A faint flicker of irritation crossed Krishna’s face, and behind it, a smile. That yoga, Arjuna, I spoke to you in a heightened hour, he said, when my whole being was gathered into a single point. To hand you that same speech back word for word is no longer possible, because it belonged to that moment. But do not lose heart. With the help of an old story, I will give you the same gist once more. And so began the teaching they call the Anugita, an echo of the Gita, in a calm and unhurried voice.
The karma that never dies
Krishna first laid his hand on a truth every person runs into sooner or later. Whether good or ill, no karma is ever destroyed, he said. Every deed comes back carrying its own fruit, and until that fruit is tasted, it goes nowhere. So the real skill lies in performing action with understanding, free of attachment. Running from action changes nothing. This was the first breath of the Gita, and here the Anugita opened its wings.

The altar within
Then Krishna told an old story, a conversation between a husband and wife. The wife asked her husband where the real yajna, the fire-rite, takes place, on the outer altar or somewhere else. The answer the husband gave is the key to this whole teaching. The greatest yajna burns within us, he said, in our own bodies. No outer fire pit holds it. Our senses are the altars, our breaths are the offerings, and every alert moment of ours is the oblation in which the ego slowly burns away. Whoever masters this inner rite no longer depends on outward observances.
Through this small story Krishna said something large. The real ground of practice is our own body and mind, closer than any distant temple or forest. And if we choose, we can make every breath into an offering.
The quarrel of the senses
Krishna told another story, one in which the powers within a person fell to quarreling among themselves. The eye said, I am the greatest, without me the world cannot even be seen. The ear said, no, I am; the tongue, the nose, the skin, each pressed its own claim, and the mind made the loftiest claim of all. When the quarrel would not settle, they began to leave the body one by one, to see whose absence would bring life to a halt.
The eye left, and the man lived on, blind. The ear went, and he lived on, deaf. One by one they all departed, and each time the body carried on somehow. But when the breath, the prana, lifted its foot to go, all the senses staggered at once, as though someone had pulled their very root out of the ground. Then everyone understood at last. The real master was the prana, flowing quietly within, the one thing that held all the others up. The loud claimants had only ever seemed great. And there the quarrel of the ego went still.

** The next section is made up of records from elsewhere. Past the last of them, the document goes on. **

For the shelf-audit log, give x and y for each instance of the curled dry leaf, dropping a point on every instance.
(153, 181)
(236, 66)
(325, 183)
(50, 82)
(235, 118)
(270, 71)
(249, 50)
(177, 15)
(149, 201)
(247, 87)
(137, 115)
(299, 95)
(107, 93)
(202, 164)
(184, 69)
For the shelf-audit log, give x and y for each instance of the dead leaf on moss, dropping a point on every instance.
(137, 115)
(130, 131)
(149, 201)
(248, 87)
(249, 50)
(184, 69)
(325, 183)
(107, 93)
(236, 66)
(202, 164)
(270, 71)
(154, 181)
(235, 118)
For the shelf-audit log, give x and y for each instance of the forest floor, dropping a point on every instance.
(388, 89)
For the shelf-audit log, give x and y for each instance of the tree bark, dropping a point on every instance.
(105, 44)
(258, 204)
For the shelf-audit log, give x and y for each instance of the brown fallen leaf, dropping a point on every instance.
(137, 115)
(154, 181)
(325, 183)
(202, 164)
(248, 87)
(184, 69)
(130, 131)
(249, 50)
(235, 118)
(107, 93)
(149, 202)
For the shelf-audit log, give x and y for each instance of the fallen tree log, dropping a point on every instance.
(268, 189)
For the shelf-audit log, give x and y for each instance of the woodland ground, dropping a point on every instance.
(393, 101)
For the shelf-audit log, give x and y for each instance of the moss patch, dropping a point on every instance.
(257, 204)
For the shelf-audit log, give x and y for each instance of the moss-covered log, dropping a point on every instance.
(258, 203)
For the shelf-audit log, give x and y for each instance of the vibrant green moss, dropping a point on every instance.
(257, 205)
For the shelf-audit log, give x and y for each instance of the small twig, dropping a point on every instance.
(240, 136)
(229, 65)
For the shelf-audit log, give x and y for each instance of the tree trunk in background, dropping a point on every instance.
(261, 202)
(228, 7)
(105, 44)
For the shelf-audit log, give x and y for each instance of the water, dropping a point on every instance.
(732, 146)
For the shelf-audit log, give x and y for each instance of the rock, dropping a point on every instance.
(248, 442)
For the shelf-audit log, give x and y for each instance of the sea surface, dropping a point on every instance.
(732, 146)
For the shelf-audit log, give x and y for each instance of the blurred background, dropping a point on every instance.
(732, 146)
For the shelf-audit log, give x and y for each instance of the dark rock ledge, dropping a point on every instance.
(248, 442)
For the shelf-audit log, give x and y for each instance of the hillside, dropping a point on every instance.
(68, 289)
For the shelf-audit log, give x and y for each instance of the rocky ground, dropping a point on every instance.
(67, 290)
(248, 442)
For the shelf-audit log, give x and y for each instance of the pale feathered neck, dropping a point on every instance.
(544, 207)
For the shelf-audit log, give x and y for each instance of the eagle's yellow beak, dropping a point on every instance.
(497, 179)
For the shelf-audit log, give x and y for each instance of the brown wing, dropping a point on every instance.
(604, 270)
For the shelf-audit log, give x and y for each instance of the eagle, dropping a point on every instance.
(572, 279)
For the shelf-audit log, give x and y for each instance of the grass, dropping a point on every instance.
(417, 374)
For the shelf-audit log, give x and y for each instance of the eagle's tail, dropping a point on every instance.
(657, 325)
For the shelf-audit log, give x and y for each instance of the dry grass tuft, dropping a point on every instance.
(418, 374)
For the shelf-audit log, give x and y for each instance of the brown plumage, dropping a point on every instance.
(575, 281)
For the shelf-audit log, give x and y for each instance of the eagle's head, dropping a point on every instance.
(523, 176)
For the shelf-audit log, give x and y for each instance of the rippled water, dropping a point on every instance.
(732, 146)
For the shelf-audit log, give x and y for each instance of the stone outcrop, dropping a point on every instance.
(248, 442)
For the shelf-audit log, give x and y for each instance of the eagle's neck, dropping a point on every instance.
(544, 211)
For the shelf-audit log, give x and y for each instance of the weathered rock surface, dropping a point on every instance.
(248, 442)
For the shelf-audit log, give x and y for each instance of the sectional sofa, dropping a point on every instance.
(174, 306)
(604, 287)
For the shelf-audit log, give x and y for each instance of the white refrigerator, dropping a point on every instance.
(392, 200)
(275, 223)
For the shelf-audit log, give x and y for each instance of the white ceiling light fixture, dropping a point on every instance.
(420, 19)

The forest of the world, and the city of nine gates
Krishna showed this world as a dense forest, one where the gnats and mosquitoes of willful desire keep up their whine, where the sun and shade of sorrow and joy shift back and forth, where the darkness of delusion hangs low, and where the snakes of greed slither near the feet. To cross this forest is what living means, and whoever turns inward and recognizes his own master crosses it without losing the way.
In the same breath he called this body a city of nine gates, in which that unmanifest, all pervading essence dwells. We think we own this city, yet its true resident is the one who sits behind all these gates of eye and ear, a silent witness. To recognize him is the gist of all knowledge.
Three colors, and one final voice
Then Krishna spoke of the three gunas that stay woven together inside every person, sattva, rajas, and tamas, which are steadiness, restlessness, and inertia. They are hard to hold apart, because they dissolve into one another, the way flame, heat, and smoke live together in a single lamp. Whoever learns to recognize these colors and to see past them keeps them from ruling over him.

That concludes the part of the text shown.